Insider Trading: Does the NHL support an international best-on-best competition?
The world watched as Shohei Ohtani struck out Mike Trout to push Japan to the World Baseball Classic title, but it was also a grim reminder to hockey fans who have been starved from best-on-best play since 2016. Does the NHL have any plans to bring back the World Cup, or Olympic participation? What have been the hurdles to make it possible? TSN Hockey Insiders Darren Dreger and Pierre LeBrun discuss this and more.
The World Baseball Classic produced some terrific theatre this weekend. It only reminded hockey fans just how ripped off we've been for nearly a decade. Dregs [Darren Dreger], what did you learn from polling NHL general managers on this topic?
Darren Dreger: Well, it was a nasty reminder – and let's call it an unofficial flash poll. Because only 26 of the 32 NHL general managers cared to participate, but 23 of them, Glenn [Glenn Schiiler], 23 said they support the World Cup of Hockey – and the Olympics, by the way, if you want to go down that path. The three that said that they are not interested say that because of fear of injury. They don't want additional play outside of the National Hockey League because they believe that NHL players have enough going on. Now here's something interesting: Lou Lamoriello of the New York Islanders says he favours the World Cup of Hockey but during the off-season, so that there can be a training camp, which again might curb injury. Interesting to note that the majority of the general managers who favour the return of the World Cup also want it in September. Not in February, because of the trade deadline, because of the looming playoffs, and we know Pierre [Pierre LeBrun] that the NHL Players' Association seem to be focused on February 2025.
Pierre LeBrun: Yeah, and they do want to have a World Cup, Dregs, as you know. But the circumstances that existed when they postponed the 2024 World Cup still exist now, which is the war in Ukraine with Russia. And because of that, this is going to lead to this decision – I think – if the players truly want to push ahead for a World Cup of Hockey, they're going to have to have a best-on-best tournament without Russia because the European Hockey Federations aren't going to want to take part [in] the tournament with Russia.
The (Colorado) Avalanche just locked up Jared Bednar to that three-year extension. Where does that put them on the list of highest-paid coaches, and who might be next in line for a contract in the coaching world?
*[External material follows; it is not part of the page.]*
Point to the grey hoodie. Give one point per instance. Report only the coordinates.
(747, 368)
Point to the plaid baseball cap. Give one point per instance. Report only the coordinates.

PL: That extension, when it kicks in in the fall of ' 24, pays just under $5M a year [and] puts some top five right now. But in the meantime, the NHL is down with just three head coaches who were on expiring deals at the end of the season. Dallas Eakins in Anaheim, Peter Laviolette in Washington, as well as Lindy Ruff in New Jersey. And that's really an interesting situation where Lindy Ruff, who could be a Jack Adams Award finalist when the voting comes in, is up at the end of the year. The [New Jersey] Devils have maintained all along that they're not going to deal with that decision until after the playoffs. They hired Andrew Brunette last year to be an assistant coach, he was nominated for the Jack Adams from last year. And Lindy Ruff told me last November, he still wants to coach past this year at the age of 63, he still very much enjoys it. So we'll see where that goes. Peter Laviolette was talking about an extension at the start of the year, but those talks went quiet.
Some other high-profile coaches, Pierre, also only about one year away from needing a new deal. What can you tell us about that?
PL: Yeah, there's a whole whack of them. There's eight coaches that will enter the last year of their deals starting next season. Some of them will be extended by that, I believe. For example, Todd McLellan. I think the L.A. Kings will try to extend him this summer after the season. I believe that the Seattle Kraken will try to extend David Hakstol after the season before he enters next year on the final year of his deal. And then you got a lot of interesting situations. Let's face it: in Ottawa, who knows? With new ownership coming in what that means for the front office, what it means for D.J. Smith, but obviously, he's got a good, young team on the rise there and, of course, Sheldon Keefe one year left on his deal. The playoffs have a huge impact on what's going to happen with Sheldon Keefe, and I think a lot of people in the Leafs [Toronto Maple Leafs] organization.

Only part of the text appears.